Chandler became an Explorer volunteer with the South Portland Fire Department in 1958 at 14. Though he couldn’t go into burning buildings, he rode on fire trucks and helped by pulling hoses. A year later, he was a full-fledged volunteer, following in the footsteps of his father, Lawrence, and older brother, Victor. 

   “It runs through my family. My dream was always to be a professional firefighter,” he said.

   In 1960, Chandler entered his first burning building – a home on Stanford Street in South Portland where a kitchen fire gutted two rooms.

“When we were able to gain entrance to the room and see the fire rolling over the ceiling, it was like ‘Wow!’” he says. 

  That fire was also the first time Chandler experienced the adrenalin rush firefighters experience every time they enter a burning building.

  “I don’t know that anyone could ever deny that fact, even today,” he says. 

  Lawrence Chandler died of cancer on July 1, 1965, the same week Chandler graduated from high school. After serving in the Navy from 1966 to 1968, Chandler returned to Maine to fulfill his dream of becoming a fulltime firefighter. Though he had passed South Portland’s firefighter test, he was a half-inch too short to be hired on full time. Instead, he was able to work day-to-day covering shifts for other fulltime firefighters. 

  Chandler passed the Portland test in 1969 by putting half-inch lifts in his tube socks to meet the height requirement. When he began as a fulltime firefighter, Chandler says he was paid $88 to work 56 hours each week.  

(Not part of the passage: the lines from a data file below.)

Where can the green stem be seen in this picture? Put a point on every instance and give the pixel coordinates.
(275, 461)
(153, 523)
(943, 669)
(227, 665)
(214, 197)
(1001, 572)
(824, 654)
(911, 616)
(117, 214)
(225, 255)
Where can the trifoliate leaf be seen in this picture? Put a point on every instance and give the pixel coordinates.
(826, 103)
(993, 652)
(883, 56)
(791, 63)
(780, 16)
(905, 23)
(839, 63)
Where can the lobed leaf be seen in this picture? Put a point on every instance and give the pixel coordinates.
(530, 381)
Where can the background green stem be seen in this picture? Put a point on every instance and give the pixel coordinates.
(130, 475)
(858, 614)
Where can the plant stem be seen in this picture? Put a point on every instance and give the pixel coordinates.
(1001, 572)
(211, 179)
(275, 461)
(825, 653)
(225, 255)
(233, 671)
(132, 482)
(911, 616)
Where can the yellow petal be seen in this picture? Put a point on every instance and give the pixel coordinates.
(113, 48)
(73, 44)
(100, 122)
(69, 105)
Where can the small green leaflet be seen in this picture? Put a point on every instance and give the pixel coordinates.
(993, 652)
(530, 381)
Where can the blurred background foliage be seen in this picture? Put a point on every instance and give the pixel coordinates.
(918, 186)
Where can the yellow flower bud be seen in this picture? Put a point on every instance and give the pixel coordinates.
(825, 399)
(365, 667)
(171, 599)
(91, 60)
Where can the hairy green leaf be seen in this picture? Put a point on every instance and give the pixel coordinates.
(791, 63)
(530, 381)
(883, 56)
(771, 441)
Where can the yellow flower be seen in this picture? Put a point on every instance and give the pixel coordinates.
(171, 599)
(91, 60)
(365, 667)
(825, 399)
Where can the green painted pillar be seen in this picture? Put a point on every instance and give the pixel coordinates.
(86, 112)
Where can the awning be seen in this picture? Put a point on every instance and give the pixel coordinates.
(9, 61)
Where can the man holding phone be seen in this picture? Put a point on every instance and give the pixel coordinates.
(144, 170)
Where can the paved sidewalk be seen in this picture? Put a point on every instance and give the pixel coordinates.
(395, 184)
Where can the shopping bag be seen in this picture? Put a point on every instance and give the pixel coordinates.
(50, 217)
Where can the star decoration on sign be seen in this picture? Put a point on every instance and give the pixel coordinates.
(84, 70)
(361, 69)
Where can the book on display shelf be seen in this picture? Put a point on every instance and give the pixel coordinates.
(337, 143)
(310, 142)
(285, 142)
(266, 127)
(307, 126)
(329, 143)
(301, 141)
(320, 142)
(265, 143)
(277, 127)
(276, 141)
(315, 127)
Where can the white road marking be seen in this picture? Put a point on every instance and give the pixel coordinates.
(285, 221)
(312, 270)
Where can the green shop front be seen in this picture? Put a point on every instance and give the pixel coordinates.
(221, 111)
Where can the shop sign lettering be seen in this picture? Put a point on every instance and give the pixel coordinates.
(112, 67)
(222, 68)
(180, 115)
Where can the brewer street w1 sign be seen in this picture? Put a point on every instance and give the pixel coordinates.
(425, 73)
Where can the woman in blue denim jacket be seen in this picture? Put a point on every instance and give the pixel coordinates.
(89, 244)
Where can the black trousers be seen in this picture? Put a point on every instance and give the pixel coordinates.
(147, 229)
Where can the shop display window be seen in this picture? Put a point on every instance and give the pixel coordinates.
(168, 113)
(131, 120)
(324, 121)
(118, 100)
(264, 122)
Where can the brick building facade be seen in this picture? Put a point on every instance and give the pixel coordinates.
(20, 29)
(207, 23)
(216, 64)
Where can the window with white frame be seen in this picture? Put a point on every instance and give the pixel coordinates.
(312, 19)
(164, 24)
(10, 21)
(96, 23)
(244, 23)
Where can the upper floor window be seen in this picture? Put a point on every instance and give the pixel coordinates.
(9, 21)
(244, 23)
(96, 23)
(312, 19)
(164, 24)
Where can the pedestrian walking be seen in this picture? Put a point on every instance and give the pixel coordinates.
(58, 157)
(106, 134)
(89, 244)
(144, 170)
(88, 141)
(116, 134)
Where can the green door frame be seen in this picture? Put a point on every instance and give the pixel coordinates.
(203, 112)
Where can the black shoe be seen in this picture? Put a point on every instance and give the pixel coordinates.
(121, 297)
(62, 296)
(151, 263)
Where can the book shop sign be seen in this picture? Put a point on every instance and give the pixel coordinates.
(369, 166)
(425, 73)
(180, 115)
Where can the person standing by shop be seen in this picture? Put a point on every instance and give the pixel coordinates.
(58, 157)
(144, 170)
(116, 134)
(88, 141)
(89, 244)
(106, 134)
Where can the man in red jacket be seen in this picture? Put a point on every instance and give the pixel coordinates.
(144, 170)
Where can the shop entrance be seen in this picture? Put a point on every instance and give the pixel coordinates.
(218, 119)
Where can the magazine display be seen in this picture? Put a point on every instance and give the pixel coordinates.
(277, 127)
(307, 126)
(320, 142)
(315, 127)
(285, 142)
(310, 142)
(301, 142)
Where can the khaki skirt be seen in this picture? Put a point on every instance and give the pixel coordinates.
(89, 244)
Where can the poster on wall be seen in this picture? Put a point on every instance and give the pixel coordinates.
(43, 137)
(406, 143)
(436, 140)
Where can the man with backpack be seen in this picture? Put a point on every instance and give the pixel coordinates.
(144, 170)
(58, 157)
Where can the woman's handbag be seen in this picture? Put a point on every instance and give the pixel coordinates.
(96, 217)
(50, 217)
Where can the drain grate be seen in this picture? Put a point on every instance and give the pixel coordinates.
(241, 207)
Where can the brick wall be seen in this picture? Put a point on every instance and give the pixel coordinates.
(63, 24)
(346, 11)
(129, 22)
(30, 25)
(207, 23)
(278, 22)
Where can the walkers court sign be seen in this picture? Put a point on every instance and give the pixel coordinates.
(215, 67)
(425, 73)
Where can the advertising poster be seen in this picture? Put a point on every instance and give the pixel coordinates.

  “I found the job I liked and that’s what I stayed with,” he says.

  Flipping through a pile of old newspaper clippings, Chandler pulls out a photo from a fire scene, finds Engine 4 and points to the barely visible firefighters holding a hose next to it. One of those men was Chandler, battling the “devastating” Grand Trunk Fire in Portland in 1969.

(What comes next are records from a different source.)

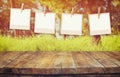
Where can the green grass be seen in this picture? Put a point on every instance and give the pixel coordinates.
(49, 43)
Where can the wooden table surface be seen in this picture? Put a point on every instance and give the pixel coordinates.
(59, 63)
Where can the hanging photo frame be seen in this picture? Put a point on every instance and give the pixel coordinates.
(100, 25)
(71, 24)
(44, 23)
(20, 19)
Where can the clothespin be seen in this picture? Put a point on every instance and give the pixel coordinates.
(22, 7)
(72, 11)
(99, 8)
(44, 10)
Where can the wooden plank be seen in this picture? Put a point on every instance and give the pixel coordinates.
(86, 64)
(37, 65)
(64, 63)
(14, 66)
(109, 63)
(26, 63)
(115, 55)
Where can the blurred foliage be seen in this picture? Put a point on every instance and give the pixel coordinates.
(60, 6)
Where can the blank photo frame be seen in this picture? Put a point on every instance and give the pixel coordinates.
(20, 19)
(101, 25)
(71, 24)
(44, 23)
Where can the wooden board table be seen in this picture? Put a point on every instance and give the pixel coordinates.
(76, 64)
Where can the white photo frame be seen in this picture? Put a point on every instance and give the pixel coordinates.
(44, 23)
(101, 25)
(20, 19)
(71, 24)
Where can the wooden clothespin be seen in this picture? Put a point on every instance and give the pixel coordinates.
(22, 7)
(72, 11)
(99, 8)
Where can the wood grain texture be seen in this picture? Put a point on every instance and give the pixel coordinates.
(60, 63)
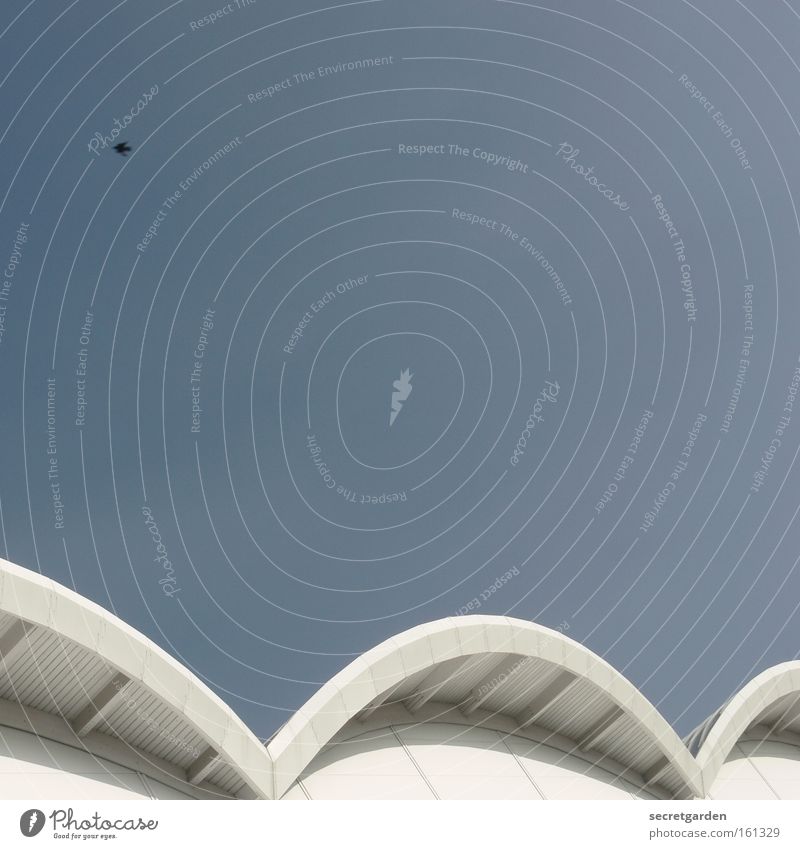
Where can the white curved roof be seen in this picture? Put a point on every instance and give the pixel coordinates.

  Chandler says that fire at a railroad yard by the waterfront was so hot and intense it could only be fought from the outside with a large volume of water. Injuries were avoided in large part because the department was able to prevent a large grain elevator from igniting.

   “If the grain elevator had blown, it would have wiped the Eastern Prom off the map,” he says. “It would have killed a lot of firefighters.”

   Chandler says there was a second fire at the same location on July 27, 1970 which was as “complicated” to fight as the first. He says it was fortunate there were no injuries or death at those fires, but he did lose colleagues during his career.

   Losing a fellow firefighter is something that always stays with you, Chandler says. He was one of the first to arrive on the scene of a 1980 three-alarm fire at The Phoenix Nightclub on Oak Street that killed 26-year-old firefighter Joseph C. Cavallaro Jr. Chandler says another friend and colleague, Frank Cowan, died of a heart attack related to a fire at the Kabob-N-Curry Restaurant on Congress Street in 1993. 

   “It’s definitely like someone is taking a piece of you and taking it away forever. There’s always a place in your heart,” Chandler says. “It’s very tragic. I don’t know how you can describe it in words. It’s part of your extended family. When you live with people day in and day out, sleep in the same room and eat at the same table, it’s a great loss.”

   Chandler says he didn’t want to retire in 2001 with credit for 33 years of service, but his body told him it was time. He misses the work, he says, but finds satisfaction in knowing his career helped people, which he said his father would be proud of. 

   “My whole life has been helping people and that’s what I enjoy most,” he says. “It’s about giving yourself back to the cities and towns, the joy of being able to put smiles on people’s faces, but also being there when there are tears on their faces.”